Cyclists Needed for Project to Monitor Air Quality in Southeast L.A. and on Eastside

Environmental justice advocate seeks help tracking particulate matter in residential areas bordered by industry, freeways

A cyclist speeds past a butterfly on 1st St. in Boyle Heights. Sahra Sulaiman/Streetsblog L.A.
A cyclist speeds past a butterfly on 1st St. in Boyle Heights. Sahra Sulaiman/Streetsblog L.A.

The recent wildfires have helped spotlight questions of air quality of late.

But while on a retreat with staff and members of Communities for a Better Environment (CBECal) up near Mono Lake, which was experiencing fires at the time, says Community Organizer Xugo Lujan, they checked their air quality monitors to find that they were breathing in levels of particulate matter similar to those found on a normal day in Southeast L.A.

Although not particularly surprising, the finding was still striking, says Lujan, and one that got retreat participants talking about how to address air quality issues in their own neighborhoods.

It also got Lujan thinking about how to make Angelenos aware of the ongoing emergency in EJ communities* on the Eastside and in Southeast L.A. (*disadvantaged communities that suffer disproportionate risks to their health and quality of life due, in part, to environmental factors).

Certainly, there had been an outcry when the extent to which the lead-acid battery recycler Exide had showered those communities with lead emissions finally became apparent. But once Exide was shuttered, the communities found themselves largely having to fend for themselves again.

So, Lujan attached a portable monitor that measured particulate matter to his bicycle before commuting from Boyle Heights to Huntington Park one day to see what it might capture.

Xugo Luján attached an air quality monitor to his bicycle to capture data on his commute. Source: Xugo Luján
Xugo Lujan attached an air quality monitor to his bicycle to capture data on his commute. “PM” stands for particulate matter.

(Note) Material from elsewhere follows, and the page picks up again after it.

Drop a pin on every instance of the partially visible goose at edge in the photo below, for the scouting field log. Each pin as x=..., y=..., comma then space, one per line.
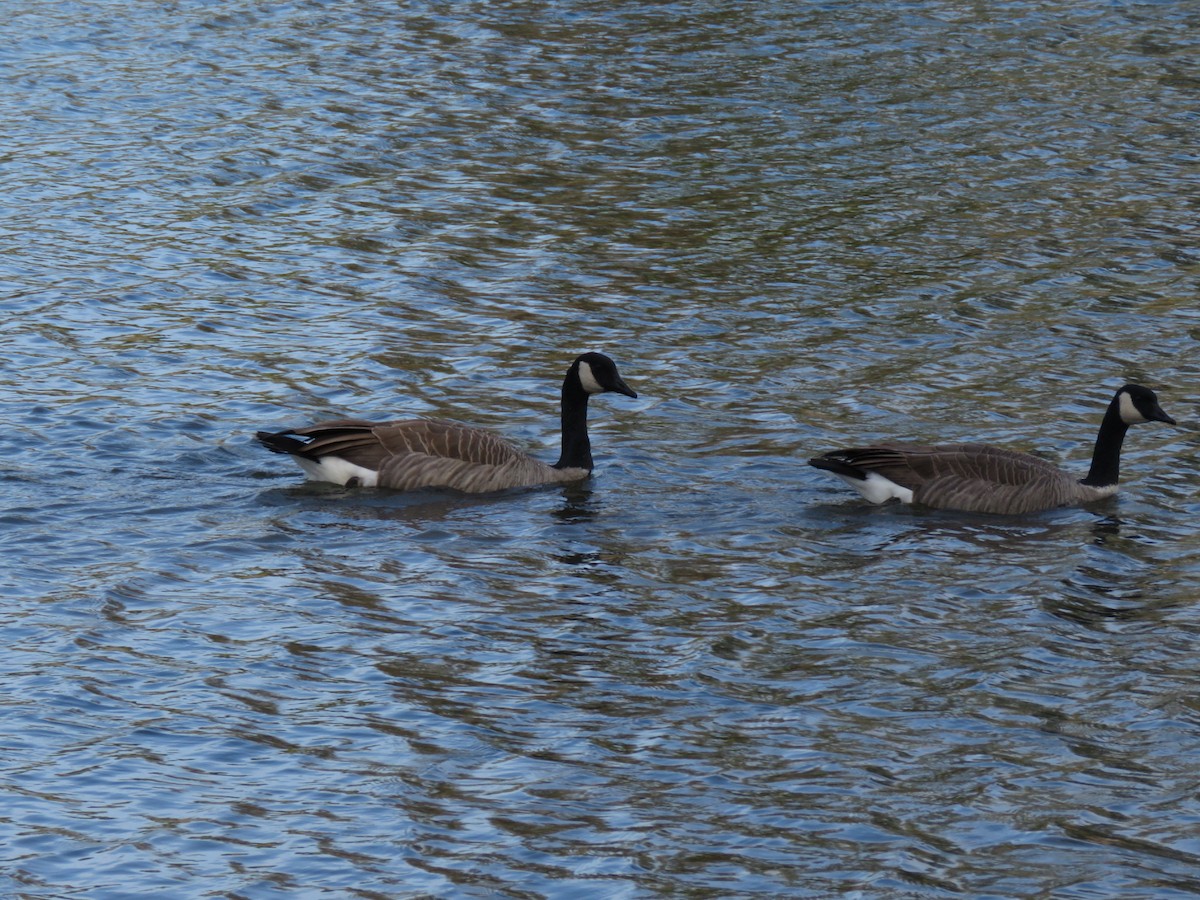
x=412, y=454
x=978, y=478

Moving through Vernon and other industrial areas on his way home at night, he says, he can see the larger particles clogging the air in his headlamp. It makes him all the more fearful of what he can’t see.

Particulate matter (PM) particles form in the atmosphere as a result of chemical reactions between pollutants, according to the Environmental Protection Agency. Most dangerous among them are particles smaller than 2.5 microns in diameter, or PM2.5. Composed of a mix of carbon, sulfate, and nitrate compounds and soil and ash and tiny enough to fit thirty within the width of a human hair, they are able to pass easily through the lungs into the bloodstream. They are linked to a number of ailments, including asthma, cancer, and heart disease.

Forest fires are a significant source of PM2.5. But so are construction activities, smokestacks, and diesel cars and trucks – things the industrial areas of Boyle Heights and the Southeast Cities have in abundance.

But getting neighborhood-level data is no small feat. The methodology detailed by USC’s Crosstown Initiative suggests it involves calculating how raw data compiled from 12 EPA sensors interacts with the physical geography and topography of the city. Similarly, typing your zip code into the AirNow mapping tool gives you a look at the air quality over a 24-hour period, but not necessarily the extent to which air quality changes in real time or the impact specific emissions sources can have on a neighborhood.

Lujan has already recruited around 30 residents who have agreed to have monitors installed on their homes to help serve as a constant source of crowdsourced data. While there is still room for improvement in the quality of the data these smaller sensors are able to capture, environmental justice groups that upload their data to the Coalition for Clean Air’s PurpleAir Map are at least able to provide a snapshot of variations seen within and across communities.

Lujan is now seeking cyclists who ride in and around Boyle Heights and Southeast L.A. to aid him in capturing measurements of particulate matter by agreeing to attach monitors to their bikes. He wouldn’t need them to ride with the sensors every day, he says. Rather, he hopes to organize, train, and lead them on regular rides through specific zones bordering residential areas where toxic emissions are believed to be a problem. Working directly with area residents on this project, he hopes, would have the added effect of engaging them on the threats to their own health and that of their neighbors.

The home monitors should be installed this month, says Lujan. He would like to have amassed enough volunteer cyclists to host a training workshop in mid-January and run test rides soon after.